- Born: c. 1964 (age 60–61) United States
- Education: BA in economics
- Alma mater: University of California, Berkeley
- Occupation(s): Business executive, investor
- Title: President emeritus of Prosper Marketplace
- Board member of: Credible

= Ron Suber =

American investor

Ron Suber is an American investor and business executive. He has held executive positions at Bear Stearns, Spectrum Global, Merlin Securities, Wells Fargo Securities, and Prosper Marketplace. He is also an investor in sixteen financial technology companies.

==Education==
Ron Suber holds a BA in economics from the University of California, Berkeley.

==Career==
Suber began working at Bear Stearns in 1992. In 2006 Suber then joined Spectrum Global as president; the fund held $24 billion under management at that time. In 2008, Suber began working at Merlin Securities in 2008, where he was head of global sales. In 2012 he then moved to Wells Fargo, where he served as managing director of Wells Fargo Securities following Wells Fargo's acquisition of Merlin.
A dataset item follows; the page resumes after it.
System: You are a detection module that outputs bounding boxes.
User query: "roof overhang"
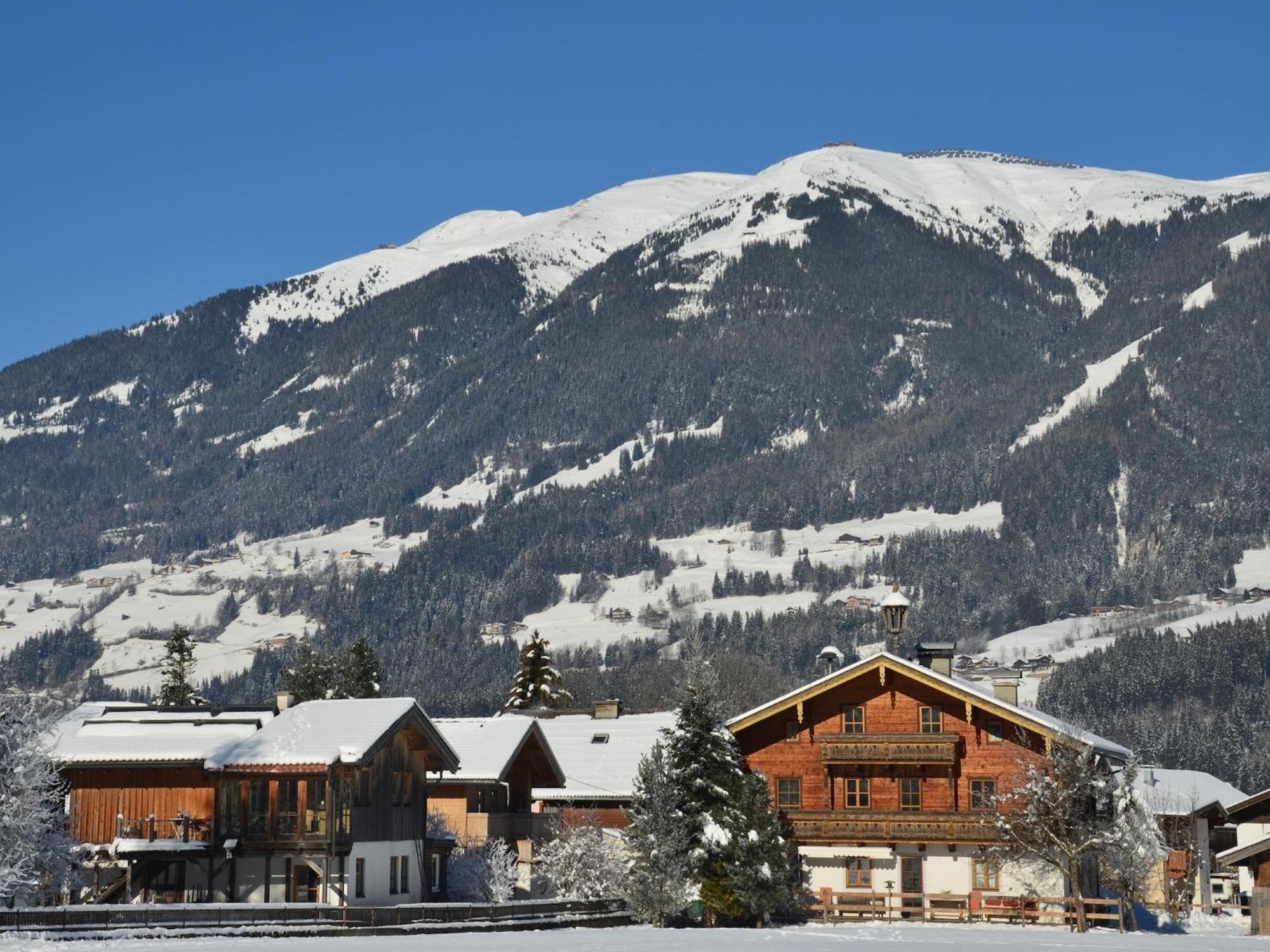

Suber served as the president of Prosper Marketplace, until taking the position of president emeritus. He first joined the company in 2013 as an investor. At Prosper, he provided an online lending platform for company founders looking for investment. In this role he has been referred to as a "fintech pioneer". As an investor focusing on Fintech, Suber has invested in companies including DocuSign and SoFi, and held investments in sixteen firms as of 2017. Suber is also on the board of and vice chairman of the Australian Securities Exchange listed firm, Credible, and the advisory boards of DocuSign, Juvo, Unison Home Ownership Investors, Money360, and eOriginal.

He has also served as a financial commentator for CNBC, and has spoken at events including the LendIt Conference.

In October 2019, Suber joined the board of fintec startup Qwil and in September 2020, he joined the board of directors of Yieldstreet.